A Good Run with a Disappointing End
24 October 2010 | Canajoharie Town Dock
Today we did more locks and fewer miles, but still made decent progress. The Utica dock did turn out to be free since no one came out to collect any money. Our goal for the day was the Canajoharie town dock, which was listed as free with 30/50 Amp power service.
We started fairly early again. We left the dock at 7:25 AM. Bud felt we could have seen well enough to leave at 7 AM. We weren't pushing too hard, but we are both waking up early. I couldn't sleep because I was worried that the wind had come up and we wouldn't be able to get away from the dock (or else the boat would get away quickly, but since the dock was so low it was hard to climb on the boat, I wouldn't be on it). Bud said he was worried about things down the line. When I asked him if he should tell me or if it would make me crazy to know, he said it would probably make me crazy to know. So I didn't ask, I know my limits.
Anyway, it turned out to be easy getting away from the dock. Which just underlines what I try to keep telling myself, that there is no sense in worrying because you are almost certainly worried about the wrong thing.
We went through some pretty places today, but I didn't get any pictures. I noticed that the most picturesque places were always right at the locks where I'm busy with boat hooks and lines and so forth. The prettiest place was Little Falls. The canal walls were solid rock with moss and ferns. There was a lot of wooded area and above the woods you could see the old buildings and houses of the town. That was another place I was worried for nothing. Little Falls has the highest lock on the canal (40 foot drop) and even though we were going down I was worried about it. Turned out to be the smoothest lock we were in, it felt like going down in an elevator.
The whole locking thing is getting much easier. For one thing, we're going down. For another thing, we gave up on coming in on the port side of the locks. Having me able to walk the rope back to Bud didn't offset the problems of having the prop push the boat away from the wall. So now we come in along the starboard wall, I grab a rope at the bow and Bud stops the boat and gets his rope. Seems to work just fine.
We made good time today. No problems with the engine, and we arrived at the Canajoharie free dock about an hour earlier than we thought. As we docked, a man from the village drove down. He told us to keep to the center of the dock where it's deepest. We asked where the power was and he said "Oh, that was washed out in the last flood. That's the second time a flood took it out and the town wouldn't pay the $1000 to replace the posts again."
So, after freezing all day, our warm free dock is just a free dock. The picture is of the boat at the very pretty little riverside park with no power. What the picture doesn't show is the Thruway right behind that pretty little building and the two very well used railroad tracks on the opposite bank of the canal. I also have to confess that I enhanced the colors in the picture, which makes it look like a brighter day than it was.

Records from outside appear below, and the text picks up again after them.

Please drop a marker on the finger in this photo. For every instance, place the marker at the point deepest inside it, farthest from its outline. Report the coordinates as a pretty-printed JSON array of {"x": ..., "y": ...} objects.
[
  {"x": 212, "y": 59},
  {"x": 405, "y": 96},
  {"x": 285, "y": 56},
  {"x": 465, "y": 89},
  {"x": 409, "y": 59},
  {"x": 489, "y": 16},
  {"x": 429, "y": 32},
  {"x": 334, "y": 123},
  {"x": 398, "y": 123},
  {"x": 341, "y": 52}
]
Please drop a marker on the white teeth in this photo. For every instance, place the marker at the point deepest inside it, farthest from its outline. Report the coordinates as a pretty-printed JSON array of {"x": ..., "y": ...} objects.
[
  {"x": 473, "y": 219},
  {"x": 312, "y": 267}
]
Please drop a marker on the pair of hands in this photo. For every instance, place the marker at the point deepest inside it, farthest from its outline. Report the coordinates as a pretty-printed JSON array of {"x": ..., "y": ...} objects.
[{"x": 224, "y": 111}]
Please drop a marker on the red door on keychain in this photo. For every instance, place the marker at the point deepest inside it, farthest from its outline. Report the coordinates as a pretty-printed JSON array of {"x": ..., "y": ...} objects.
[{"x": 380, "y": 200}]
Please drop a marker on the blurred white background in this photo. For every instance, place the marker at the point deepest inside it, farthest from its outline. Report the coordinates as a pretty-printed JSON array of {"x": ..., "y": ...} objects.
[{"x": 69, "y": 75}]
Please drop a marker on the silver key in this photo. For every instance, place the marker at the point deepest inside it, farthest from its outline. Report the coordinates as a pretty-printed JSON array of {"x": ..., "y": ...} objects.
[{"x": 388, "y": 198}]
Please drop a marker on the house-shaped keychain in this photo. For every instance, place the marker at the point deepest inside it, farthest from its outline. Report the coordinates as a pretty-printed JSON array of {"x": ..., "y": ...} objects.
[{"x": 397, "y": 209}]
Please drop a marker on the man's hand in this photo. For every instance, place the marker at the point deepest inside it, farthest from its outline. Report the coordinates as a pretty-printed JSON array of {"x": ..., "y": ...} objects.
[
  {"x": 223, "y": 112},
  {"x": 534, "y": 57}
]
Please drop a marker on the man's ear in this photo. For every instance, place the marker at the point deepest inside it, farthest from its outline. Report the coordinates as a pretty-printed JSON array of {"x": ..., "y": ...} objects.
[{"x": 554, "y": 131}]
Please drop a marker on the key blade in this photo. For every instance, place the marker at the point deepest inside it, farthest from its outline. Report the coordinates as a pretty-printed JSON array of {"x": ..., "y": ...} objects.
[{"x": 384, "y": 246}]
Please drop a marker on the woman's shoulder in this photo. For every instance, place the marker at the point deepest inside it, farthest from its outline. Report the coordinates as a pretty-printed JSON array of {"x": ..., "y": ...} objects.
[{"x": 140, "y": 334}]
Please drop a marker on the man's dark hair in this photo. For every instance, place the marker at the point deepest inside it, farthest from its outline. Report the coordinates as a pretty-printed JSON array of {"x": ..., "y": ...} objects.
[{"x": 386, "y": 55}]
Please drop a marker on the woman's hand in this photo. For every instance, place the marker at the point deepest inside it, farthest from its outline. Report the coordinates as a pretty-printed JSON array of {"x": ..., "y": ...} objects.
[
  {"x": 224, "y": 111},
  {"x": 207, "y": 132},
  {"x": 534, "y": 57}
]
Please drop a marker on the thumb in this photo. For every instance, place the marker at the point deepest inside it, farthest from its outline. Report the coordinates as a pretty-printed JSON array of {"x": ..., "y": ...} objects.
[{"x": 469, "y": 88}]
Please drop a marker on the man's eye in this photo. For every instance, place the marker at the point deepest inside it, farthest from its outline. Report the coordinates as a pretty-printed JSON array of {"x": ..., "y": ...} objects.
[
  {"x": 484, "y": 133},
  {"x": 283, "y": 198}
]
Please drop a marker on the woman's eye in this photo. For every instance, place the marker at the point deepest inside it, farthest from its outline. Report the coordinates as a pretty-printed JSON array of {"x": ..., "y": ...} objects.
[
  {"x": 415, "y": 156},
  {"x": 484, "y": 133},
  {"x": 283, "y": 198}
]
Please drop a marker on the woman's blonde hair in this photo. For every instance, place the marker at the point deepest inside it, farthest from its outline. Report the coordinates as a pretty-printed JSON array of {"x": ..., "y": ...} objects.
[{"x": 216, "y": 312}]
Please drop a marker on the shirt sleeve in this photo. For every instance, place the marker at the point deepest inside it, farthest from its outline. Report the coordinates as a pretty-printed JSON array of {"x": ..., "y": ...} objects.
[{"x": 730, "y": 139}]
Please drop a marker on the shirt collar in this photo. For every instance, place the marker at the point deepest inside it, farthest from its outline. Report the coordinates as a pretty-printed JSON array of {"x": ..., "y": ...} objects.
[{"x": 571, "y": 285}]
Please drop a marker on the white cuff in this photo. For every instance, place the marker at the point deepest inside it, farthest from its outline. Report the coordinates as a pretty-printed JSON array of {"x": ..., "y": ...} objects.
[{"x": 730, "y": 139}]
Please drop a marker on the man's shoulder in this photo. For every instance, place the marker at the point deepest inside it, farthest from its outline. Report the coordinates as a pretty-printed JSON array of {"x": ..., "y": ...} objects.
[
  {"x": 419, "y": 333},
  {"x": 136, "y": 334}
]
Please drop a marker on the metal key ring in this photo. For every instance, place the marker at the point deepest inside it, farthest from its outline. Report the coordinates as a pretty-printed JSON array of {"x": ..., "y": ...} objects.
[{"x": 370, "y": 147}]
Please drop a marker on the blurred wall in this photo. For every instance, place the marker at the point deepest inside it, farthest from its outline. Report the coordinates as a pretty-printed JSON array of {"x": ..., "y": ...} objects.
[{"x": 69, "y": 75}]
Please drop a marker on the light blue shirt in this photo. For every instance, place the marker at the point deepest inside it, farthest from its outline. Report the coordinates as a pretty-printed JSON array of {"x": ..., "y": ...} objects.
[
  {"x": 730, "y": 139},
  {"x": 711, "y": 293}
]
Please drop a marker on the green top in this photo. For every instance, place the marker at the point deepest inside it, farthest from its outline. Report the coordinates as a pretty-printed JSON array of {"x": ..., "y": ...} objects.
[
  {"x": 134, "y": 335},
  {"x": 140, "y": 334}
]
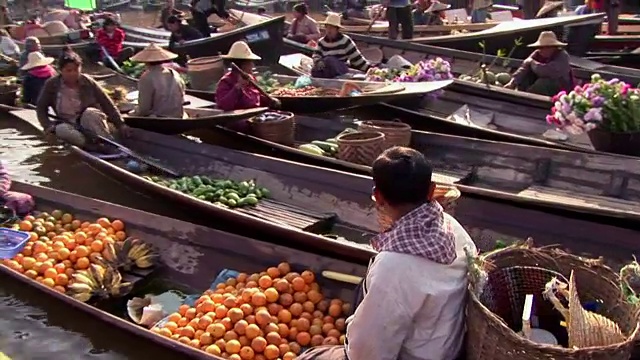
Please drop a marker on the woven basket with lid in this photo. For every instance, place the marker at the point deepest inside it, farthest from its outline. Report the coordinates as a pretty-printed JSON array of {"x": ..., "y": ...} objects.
[
  {"x": 492, "y": 337},
  {"x": 395, "y": 133},
  {"x": 360, "y": 147}
]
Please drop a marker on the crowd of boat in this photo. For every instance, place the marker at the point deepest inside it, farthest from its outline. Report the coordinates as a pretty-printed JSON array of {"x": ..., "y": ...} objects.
[{"x": 279, "y": 130}]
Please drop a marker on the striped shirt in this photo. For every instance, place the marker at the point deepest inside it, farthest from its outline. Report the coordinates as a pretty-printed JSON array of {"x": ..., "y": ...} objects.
[{"x": 344, "y": 49}]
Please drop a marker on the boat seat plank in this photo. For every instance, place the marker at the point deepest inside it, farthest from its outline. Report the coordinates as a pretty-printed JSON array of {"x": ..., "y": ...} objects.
[
  {"x": 290, "y": 216},
  {"x": 587, "y": 200}
]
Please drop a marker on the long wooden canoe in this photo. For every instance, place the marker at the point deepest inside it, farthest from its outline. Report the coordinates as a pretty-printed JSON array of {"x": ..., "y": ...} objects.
[
  {"x": 264, "y": 38},
  {"x": 190, "y": 255},
  {"x": 345, "y": 199}
]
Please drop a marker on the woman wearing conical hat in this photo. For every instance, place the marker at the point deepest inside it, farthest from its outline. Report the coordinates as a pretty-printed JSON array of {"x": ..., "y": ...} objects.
[
  {"x": 233, "y": 91},
  {"x": 160, "y": 89},
  {"x": 547, "y": 70}
]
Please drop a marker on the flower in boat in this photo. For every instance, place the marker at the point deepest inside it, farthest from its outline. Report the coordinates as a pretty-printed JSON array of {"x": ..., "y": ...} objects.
[{"x": 612, "y": 105}]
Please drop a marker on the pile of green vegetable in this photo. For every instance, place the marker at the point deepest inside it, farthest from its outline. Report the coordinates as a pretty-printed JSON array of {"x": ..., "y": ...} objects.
[
  {"x": 225, "y": 193},
  {"x": 328, "y": 147}
]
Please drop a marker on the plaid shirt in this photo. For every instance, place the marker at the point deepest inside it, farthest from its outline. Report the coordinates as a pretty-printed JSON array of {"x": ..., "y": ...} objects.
[{"x": 422, "y": 232}]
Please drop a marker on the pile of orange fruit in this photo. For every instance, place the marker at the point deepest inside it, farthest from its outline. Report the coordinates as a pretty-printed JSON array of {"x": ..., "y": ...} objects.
[
  {"x": 60, "y": 245},
  {"x": 263, "y": 316}
]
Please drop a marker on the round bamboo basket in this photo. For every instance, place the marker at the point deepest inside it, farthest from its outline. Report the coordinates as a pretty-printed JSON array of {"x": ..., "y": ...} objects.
[
  {"x": 360, "y": 147},
  {"x": 492, "y": 334},
  {"x": 395, "y": 133},
  {"x": 445, "y": 195},
  {"x": 279, "y": 131},
  {"x": 205, "y": 71}
]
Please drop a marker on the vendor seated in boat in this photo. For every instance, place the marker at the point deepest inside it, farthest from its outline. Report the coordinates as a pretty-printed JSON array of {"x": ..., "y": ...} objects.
[
  {"x": 18, "y": 202},
  {"x": 111, "y": 39},
  {"x": 169, "y": 10},
  {"x": 82, "y": 105},
  {"x": 181, "y": 32},
  {"x": 234, "y": 92},
  {"x": 336, "y": 52},
  {"x": 433, "y": 15},
  {"x": 303, "y": 28},
  {"x": 37, "y": 71},
  {"x": 547, "y": 70},
  {"x": 423, "y": 318},
  {"x": 160, "y": 89}
]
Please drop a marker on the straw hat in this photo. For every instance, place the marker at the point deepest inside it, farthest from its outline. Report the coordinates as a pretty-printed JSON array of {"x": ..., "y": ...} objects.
[
  {"x": 240, "y": 50},
  {"x": 154, "y": 53},
  {"x": 437, "y": 6},
  {"x": 548, "y": 7},
  {"x": 333, "y": 19},
  {"x": 547, "y": 39},
  {"x": 36, "y": 59}
]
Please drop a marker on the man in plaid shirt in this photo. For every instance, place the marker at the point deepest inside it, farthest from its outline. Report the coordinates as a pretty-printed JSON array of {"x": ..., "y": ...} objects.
[{"x": 415, "y": 288}]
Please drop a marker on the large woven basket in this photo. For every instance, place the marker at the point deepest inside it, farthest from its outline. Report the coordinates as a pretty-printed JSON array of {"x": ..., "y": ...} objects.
[
  {"x": 492, "y": 336},
  {"x": 395, "y": 133},
  {"x": 360, "y": 147},
  {"x": 205, "y": 71},
  {"x": 445, "y": 195},
  {"x": 279, "y": 131}
]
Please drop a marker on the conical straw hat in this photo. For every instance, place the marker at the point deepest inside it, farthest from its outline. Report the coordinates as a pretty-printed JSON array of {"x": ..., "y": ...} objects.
[
  {"x": 240, "y": 50},
  {"x": 153, "y": 53},
  {"x": 547, "y": 39}
]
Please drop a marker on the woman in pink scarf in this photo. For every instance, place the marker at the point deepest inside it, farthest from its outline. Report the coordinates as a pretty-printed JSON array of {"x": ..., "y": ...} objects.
[{"x": 18, "y": 202}]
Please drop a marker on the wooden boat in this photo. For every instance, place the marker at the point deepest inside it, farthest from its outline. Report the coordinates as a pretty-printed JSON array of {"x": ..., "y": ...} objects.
[
  {"x": 201, "y": 260},
  {"x": 503, "y": 35},
  {"x": 264, "y": 38},
  {"x": 372, "y": 93}
]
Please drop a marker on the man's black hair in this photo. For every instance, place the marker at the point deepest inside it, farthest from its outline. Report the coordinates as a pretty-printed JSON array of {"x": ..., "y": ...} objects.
[{"x": 402, "y": 176}]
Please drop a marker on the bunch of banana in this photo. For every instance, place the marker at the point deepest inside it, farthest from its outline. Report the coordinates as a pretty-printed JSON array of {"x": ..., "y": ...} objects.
[
  {"x": 98, "y": 282},
  {"x": 127, "y": 254}
]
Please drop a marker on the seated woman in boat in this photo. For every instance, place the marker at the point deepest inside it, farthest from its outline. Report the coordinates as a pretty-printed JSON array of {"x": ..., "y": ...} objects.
[
  {"x": 160, "y": 89},
  {"x": 433, "y": 15},
  {"x": 336, "y": 52},
  {"x": 81, "y": 104},
  {"x": 427, "y": 320},
  {"x": 303, "y": 28},
  {"x": 547, "y": 70},
  {"x": 18, "y": 202},
  {"x": 234, "y": 92},
  {"x": 111, "y": 38},
  {"x": 37, "y": 70},
  {"x": 8, "y": 46}
]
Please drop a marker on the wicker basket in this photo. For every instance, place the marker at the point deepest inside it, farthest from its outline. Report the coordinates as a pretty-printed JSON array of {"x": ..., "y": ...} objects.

We definitely need some heat, so Bud checked out the generator. Now we've only tested the generator a couple of times since we bought the boat and we've never actually used it. We never even checked it out this season, since our list of things to fix was so long. Before we used it Bud wanted to check the oil and antifreeze. A simple thing, except it's a boat. The dipstick for the oil is behind the generator. To access it you have to empty everything out of the wet locker (where you hang your soaking foul weather gear, etc.) and remove a panel on the aft wall of that compartment. You can see the top of the dipstick to remove it, but once it's out you can't even see the hole where it goes back in.
Oil was OK, water, OK. Bud held down the preheat switch and you could hear the little priming pump working. Then Bud held down the start switch and nothing happened. Nothing. So out came the electric multimeter. We tried to check the voltage at the starter and weren't measuring anything. A little more investigation and we found the actual ground cable, so I used that instead of the generator body as a ground, and we measured 12 volts. Then we noticed a little wire on the top of the starter solenoid that was loose. We put that on better and tried again. It started, but was running slowly. We turned the switch to power the boat, and the gauge showed only about 75 Volts. A minute later the generator died. Bud poked around again while I consulted the operator's manual. Bud tried tightening the loose wire, and then just tried to start it again. It started, it produced 125 Volts, it ran the reverse cycle heater, the battery charger, the outlets and the microwave. I wouldn't let Bud use the microwave and the box heater at the same time - that seemed like it would be pushing it.
So we're sort of warm (we are only running the generator part time, we sailors are getting mighty tired of constant engine drone) and Bud is fixing roast turkey and baked potatoes for dinner. Once dinner is done and the oven is off, we'll probably turn the generator back on and heat the boat back up and then go to bed. I think this might all be fun if only we were somewhere WARM.